O encontro menos glorioso foi em Santana do Livramento. Como as entidades estudantis locais não dispunham de telefone, a comunicação entre elas era feita por telegrama. De modo que na véspera da data aprazada nossa delegação partiu de trem para Livramento. Esta variante da linha férrea foi posteriormente desativada no trecho entre Livramento e Dom Pedrito.  Porém, ao chegarmos em Livramento fomos informados de que o encontro tinha sido cancelado. O telegrama comunicando a suspensão do encontro, como não era de se estranhar muito naqueles tempos, chegou depois de nossa partida. O jeito foi voltarmos no trem seguinte. Apesar do transtorno, entendemos a situação. Não era fácil promover um encontro que congregasse muita gente. Além da questão das refeições, era necessário prover dormitórios e colchões, estes últimos quase sempre solicitados junto a quartéis. 

  

As canções revolucionárias e a inocência

Mesmo sem estarmos vivenciando os anos de chumbo, algumas nuvens negras já começavam a surgir nos céus. Naquele entusiasmo juvenil, nem tudo era considerado na devida proporção. Assim, por exemplo, jovens risonhas e simpáticas cantavam com o maior entusiasmo um versinho revolucionário: “sabãozinho, sabãozinho / de burguês gordinho / toda vil reação / vai virar sabão”. Seguramente a melodia fácil e o apoio do grupo mascaravam o sentido real dos versos, que ao pé da letra não tinham nenhuma inocência.

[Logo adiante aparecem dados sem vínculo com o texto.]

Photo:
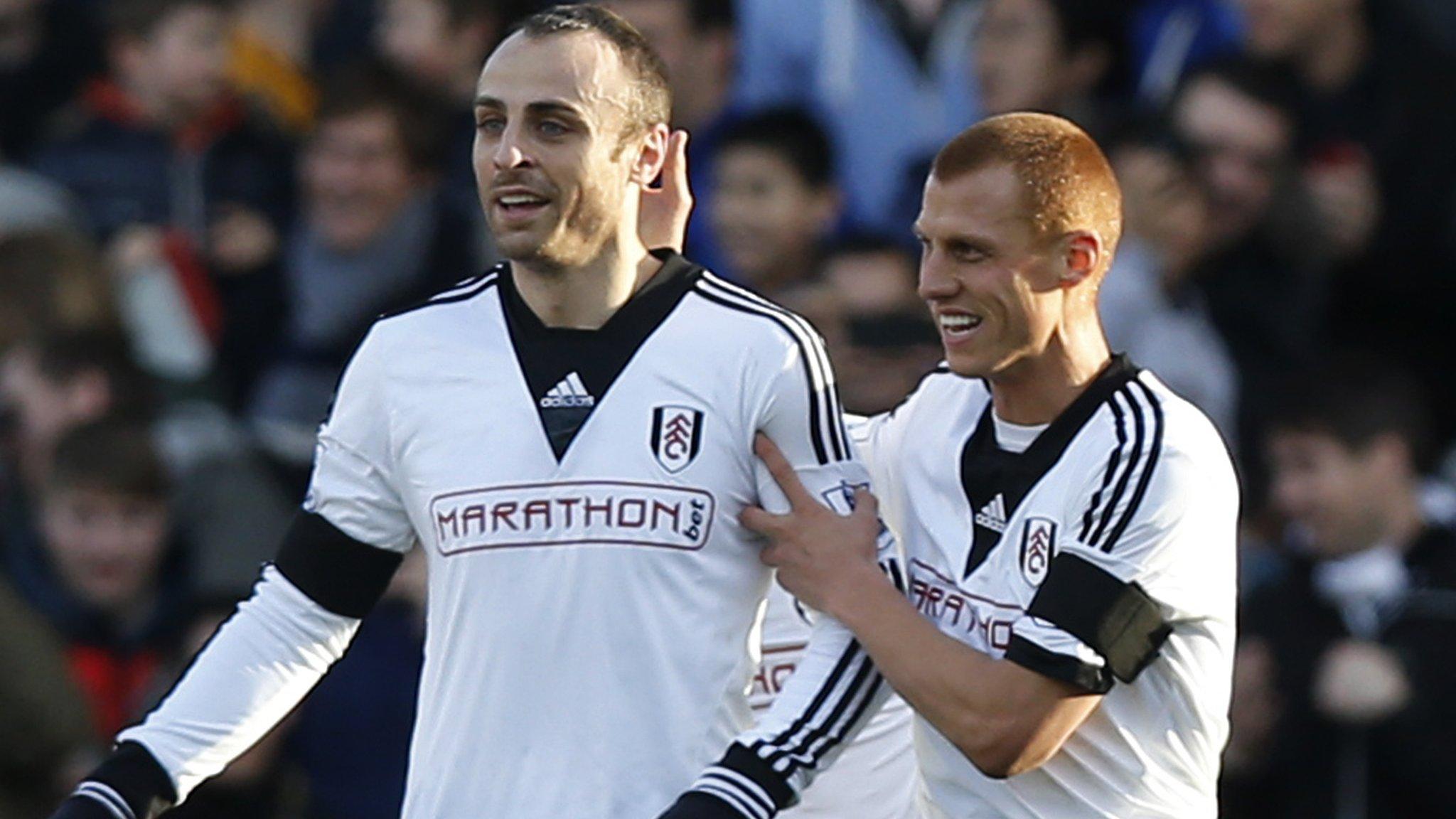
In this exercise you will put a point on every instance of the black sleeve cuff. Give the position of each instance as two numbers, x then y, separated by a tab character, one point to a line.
332	569
1059	666
737	786
134	776
698	805
1117	620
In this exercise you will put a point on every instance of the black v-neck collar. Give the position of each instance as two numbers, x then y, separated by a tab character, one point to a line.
997	480
569	372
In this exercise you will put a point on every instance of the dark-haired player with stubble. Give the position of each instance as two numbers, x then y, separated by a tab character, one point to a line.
1068	522
568	439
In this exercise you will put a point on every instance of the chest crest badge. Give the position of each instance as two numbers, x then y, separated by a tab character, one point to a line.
1039	544
678	436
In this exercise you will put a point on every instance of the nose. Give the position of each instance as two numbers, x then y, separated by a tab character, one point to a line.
935	279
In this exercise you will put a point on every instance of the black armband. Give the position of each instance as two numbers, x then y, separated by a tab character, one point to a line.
130	784
1059	666
1117	620
332	569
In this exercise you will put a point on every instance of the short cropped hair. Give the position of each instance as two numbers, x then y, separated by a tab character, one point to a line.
139	19
651	100
111	455
790	133
1356	397
1066	180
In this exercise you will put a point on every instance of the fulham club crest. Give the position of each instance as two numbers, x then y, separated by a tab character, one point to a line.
1039	542
678	434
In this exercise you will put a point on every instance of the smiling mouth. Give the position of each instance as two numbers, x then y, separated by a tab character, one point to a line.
956	326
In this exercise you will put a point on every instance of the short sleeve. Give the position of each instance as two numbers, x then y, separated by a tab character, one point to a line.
800	412
353	484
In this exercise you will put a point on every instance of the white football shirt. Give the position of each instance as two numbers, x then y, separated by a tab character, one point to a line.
874	777
1130	486
592	592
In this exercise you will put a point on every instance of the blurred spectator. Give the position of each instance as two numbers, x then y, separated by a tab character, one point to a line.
440	46
1346	705
884	341
378	677
47	50
892	80
698	41
1149	302
1376	124
775	198
373	235
269	59
46	738
183	184
1264	277
29	201
53	384
1057	55
108	576
1172	37
50	282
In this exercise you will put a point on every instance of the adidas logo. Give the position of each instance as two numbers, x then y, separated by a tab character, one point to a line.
568	392
993	515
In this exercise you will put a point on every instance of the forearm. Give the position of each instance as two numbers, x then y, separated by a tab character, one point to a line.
254	670
958	690
257	669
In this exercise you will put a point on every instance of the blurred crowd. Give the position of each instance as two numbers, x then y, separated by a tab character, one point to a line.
204	205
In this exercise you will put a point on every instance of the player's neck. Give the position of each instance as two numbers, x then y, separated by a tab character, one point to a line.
586	296
1040	388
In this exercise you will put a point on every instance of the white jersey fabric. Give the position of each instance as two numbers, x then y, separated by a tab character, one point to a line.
1130	484
592	592
874	777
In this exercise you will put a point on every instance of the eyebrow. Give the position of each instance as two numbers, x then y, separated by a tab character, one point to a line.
540	108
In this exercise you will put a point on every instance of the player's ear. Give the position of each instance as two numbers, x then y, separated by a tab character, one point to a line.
651	155
1082	257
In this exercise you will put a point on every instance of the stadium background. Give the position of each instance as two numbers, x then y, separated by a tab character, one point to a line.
203	205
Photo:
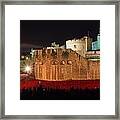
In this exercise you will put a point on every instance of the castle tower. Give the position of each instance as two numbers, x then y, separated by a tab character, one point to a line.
81	46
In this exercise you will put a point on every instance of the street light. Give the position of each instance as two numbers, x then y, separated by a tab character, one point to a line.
28	69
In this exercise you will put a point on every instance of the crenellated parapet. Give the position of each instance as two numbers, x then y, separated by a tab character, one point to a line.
62	64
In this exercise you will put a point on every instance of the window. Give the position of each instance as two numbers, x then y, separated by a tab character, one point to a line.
74	46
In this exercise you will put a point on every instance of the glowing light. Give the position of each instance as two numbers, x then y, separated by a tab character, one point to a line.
28	68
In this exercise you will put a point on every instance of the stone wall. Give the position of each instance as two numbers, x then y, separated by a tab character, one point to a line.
64	64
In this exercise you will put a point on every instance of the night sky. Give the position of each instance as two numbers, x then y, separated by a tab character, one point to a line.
41	33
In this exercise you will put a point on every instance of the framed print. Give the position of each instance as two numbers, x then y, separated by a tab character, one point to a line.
60	59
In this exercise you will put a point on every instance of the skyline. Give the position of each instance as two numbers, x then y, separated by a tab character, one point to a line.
41	33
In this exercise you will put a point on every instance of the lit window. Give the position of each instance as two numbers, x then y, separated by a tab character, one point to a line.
74	46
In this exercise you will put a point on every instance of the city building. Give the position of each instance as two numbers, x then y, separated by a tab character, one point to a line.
79	60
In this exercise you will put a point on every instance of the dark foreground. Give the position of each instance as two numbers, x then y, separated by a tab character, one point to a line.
60	90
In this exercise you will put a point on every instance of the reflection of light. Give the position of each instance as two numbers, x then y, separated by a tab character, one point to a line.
26	58
28	68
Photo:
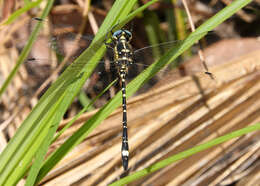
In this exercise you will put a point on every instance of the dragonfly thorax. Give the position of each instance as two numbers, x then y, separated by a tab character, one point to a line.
121	35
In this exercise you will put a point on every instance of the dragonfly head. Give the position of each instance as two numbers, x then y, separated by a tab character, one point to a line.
122	35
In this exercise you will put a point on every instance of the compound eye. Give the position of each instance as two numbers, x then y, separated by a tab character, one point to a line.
117	34
128	34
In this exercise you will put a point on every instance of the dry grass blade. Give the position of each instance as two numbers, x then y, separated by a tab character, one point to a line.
168	120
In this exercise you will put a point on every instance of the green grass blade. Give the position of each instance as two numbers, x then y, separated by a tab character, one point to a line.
94	121
186	154
19	12
67	86
6	154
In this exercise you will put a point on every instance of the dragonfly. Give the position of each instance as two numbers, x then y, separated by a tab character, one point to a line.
124	57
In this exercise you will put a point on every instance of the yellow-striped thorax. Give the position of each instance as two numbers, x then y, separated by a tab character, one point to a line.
123	54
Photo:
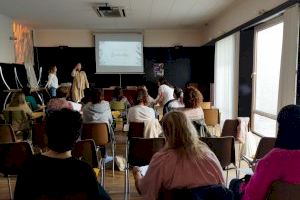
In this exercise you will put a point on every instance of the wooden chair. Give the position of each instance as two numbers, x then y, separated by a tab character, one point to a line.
140	152
224	149
100	133
85	150
12	157
205	105
280	190
39	136
212	120
7	134
265	145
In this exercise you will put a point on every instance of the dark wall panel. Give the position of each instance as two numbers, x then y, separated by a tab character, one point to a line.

Outra comprovação da singeleza cordial desta época está estampada na foto abaixo, que reproduz frente e verso da pasta do XVI Congresso Estadual dos Estudantes de Grau Médio do Rio Grande do Sul, realizado no Alegrete, em julho de 1962.



Tal qual álbum das meninas, era costume deixar-se uma mensagem para o colega. Minha pasta, como pode ser visto, ficou repleta de dedicatórias, manifestações típicas de corações juvenis para os quais o mundo inteiro ainda estava por ser conquistado. Algumas das frases e dedicatórias legíveis, conservadas graças ao fato de terem sido redigidas com caneta tinteiro:

  • “Quando estiveres longe lembra-te que tens uma amiga em Alegrete” (Vivalda Ferreira)
  • “Deixo uma recordação da amiga e congressista” (Leila Maria Teixeira – Lavras do Sul)
  • “Ao Raimundo deixo minha amizade e recordação do XVI Congresso” (Daguimar Monteiro – Lavras do Sul)
  • “Aqui fica uma recordação de um velho amigo e companheiro de bancada e diretoria, que esta ficará gravada para sempre” (Gilberto Lima)
  • “Ao colega e amigo Raimundo uma recordação do Congresso de Alegrete” (José Artur Vivian)
  • “Raimundo, os piores momentos são aqueles que nós duvidamos de nós mesmos” (Madalena Moreira)
  • “És o que és” (Vera Maria Ramires- Bagé)
  • “Raimundo, luta pela tua autenticidade, és um tijolo insubstituível das paredes da nossa sociedade” (Girley)
  • “Uma recordação para que o amigo sempre recorde-se da turma mais unida do Congresso – Jaguarão, Bagé, Arroio Grande” (Verdi)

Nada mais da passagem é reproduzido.